Jean-Paul Sartre: no, thank you

All the French winners have been men, as you can see, and this in a period when such luminaries as Simone de Beauvoir, Marguerite Yourcenar, Nathalie Sarraute and Marguerite Duras were writing. The Nobel prize for literature didn’t have a great record through the twentieth century in recognizing women writers of note from any nation, although it’s now getting better. Perhaps Marie NDiaye or the French-Algerian writer, Assia Djebar, will catch their eye soon and make good this failing by providing French literature with its first female laureate.

Simone de Beauvoir: not asked

Modiano, the new Nobel laureate, is a writer whose work I know well and like a lot.

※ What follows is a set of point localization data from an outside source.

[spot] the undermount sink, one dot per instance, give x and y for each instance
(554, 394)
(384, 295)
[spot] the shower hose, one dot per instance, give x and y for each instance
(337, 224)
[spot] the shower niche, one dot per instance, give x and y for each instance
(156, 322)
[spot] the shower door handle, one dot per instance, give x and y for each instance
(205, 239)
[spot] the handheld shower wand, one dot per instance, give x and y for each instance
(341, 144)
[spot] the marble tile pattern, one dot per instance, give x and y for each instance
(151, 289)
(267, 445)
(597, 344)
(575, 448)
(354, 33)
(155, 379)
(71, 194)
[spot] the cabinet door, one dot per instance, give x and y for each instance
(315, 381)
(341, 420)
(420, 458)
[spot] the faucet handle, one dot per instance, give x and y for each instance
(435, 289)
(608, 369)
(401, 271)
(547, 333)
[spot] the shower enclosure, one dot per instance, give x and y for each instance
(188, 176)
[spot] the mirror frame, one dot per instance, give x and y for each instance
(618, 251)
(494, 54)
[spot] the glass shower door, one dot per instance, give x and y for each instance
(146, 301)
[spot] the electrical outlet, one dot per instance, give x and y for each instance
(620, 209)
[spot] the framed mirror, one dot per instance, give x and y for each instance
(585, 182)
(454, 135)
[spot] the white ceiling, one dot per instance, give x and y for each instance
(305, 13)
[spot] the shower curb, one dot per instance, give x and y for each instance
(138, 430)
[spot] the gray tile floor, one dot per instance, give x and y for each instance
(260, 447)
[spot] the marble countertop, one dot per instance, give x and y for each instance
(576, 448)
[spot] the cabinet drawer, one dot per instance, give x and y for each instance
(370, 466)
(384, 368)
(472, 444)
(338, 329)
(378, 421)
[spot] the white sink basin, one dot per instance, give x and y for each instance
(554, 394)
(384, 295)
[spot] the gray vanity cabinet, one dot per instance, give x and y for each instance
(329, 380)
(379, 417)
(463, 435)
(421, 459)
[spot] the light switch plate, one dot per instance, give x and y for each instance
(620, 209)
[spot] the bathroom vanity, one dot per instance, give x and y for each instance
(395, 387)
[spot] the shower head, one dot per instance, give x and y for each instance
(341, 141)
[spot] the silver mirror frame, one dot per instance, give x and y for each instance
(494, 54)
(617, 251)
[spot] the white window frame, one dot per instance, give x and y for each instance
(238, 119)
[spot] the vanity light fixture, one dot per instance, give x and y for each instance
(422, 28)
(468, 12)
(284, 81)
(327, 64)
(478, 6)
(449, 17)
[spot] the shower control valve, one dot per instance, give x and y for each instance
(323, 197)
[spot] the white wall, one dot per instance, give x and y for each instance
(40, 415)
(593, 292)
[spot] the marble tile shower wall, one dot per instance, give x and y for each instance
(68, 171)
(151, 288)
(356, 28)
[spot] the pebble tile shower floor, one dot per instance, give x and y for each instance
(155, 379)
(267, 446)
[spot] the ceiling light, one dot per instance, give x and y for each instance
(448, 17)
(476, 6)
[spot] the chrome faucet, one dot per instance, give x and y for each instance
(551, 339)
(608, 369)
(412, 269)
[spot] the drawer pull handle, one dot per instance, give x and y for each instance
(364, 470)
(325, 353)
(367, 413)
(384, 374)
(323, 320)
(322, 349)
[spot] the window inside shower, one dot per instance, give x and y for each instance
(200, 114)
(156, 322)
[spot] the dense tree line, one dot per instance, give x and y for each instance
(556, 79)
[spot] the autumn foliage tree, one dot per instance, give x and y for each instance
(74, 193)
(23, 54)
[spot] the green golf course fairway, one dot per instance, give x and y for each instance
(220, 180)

I’ve written about him a couple of times, and he features prominently in the undergraduate option I teach about French representations of the Second World War, the Occupation and the Holocaust.  He’s a prolific writer, with over thirty novels published, along with the screenplays to several films. His novels are short, accessible, and are usually variations on the same theme of troubling and faded memory, a struggle to capture an identity (the character’s own or someone else’s), and a dark and secret past that often connects to the Nazi Occupation of France. A few years ago, when I read a dozen Modiano novels in the space of a few months, I did get the feeling that he sometimes comes close to writing the same story over and over again, but he does it so well, in such haunting and moving style, that we can forgive him a certain, shall we say, specialization in his work.

Patrick Modiano

A lot has been written online about Modiano in the past few days. You can read introductions to the man and his work in English here and here, and in French here or here, plus a guide to the five ‘most essential’ Modiano novels here. He’s an excellent writer to take on as your first attempt on a French novel in the original language. Rue des boutiques obscures is probably his best known novel, about an amnesiac detective attempting to uncover his own missing past. My favourite, though, is the non-fiction Dora Bruder, about Modiano’s discovery of an advertisement placed in a 1941 Paris newspaper by worried parents looking for their missing daughter, and about his subsequent efforts to uncover her story. Dora Bruder will be making an appearance in our book club early next year, when we’ll talk a little more about French literature’s reluctant new global celebrity.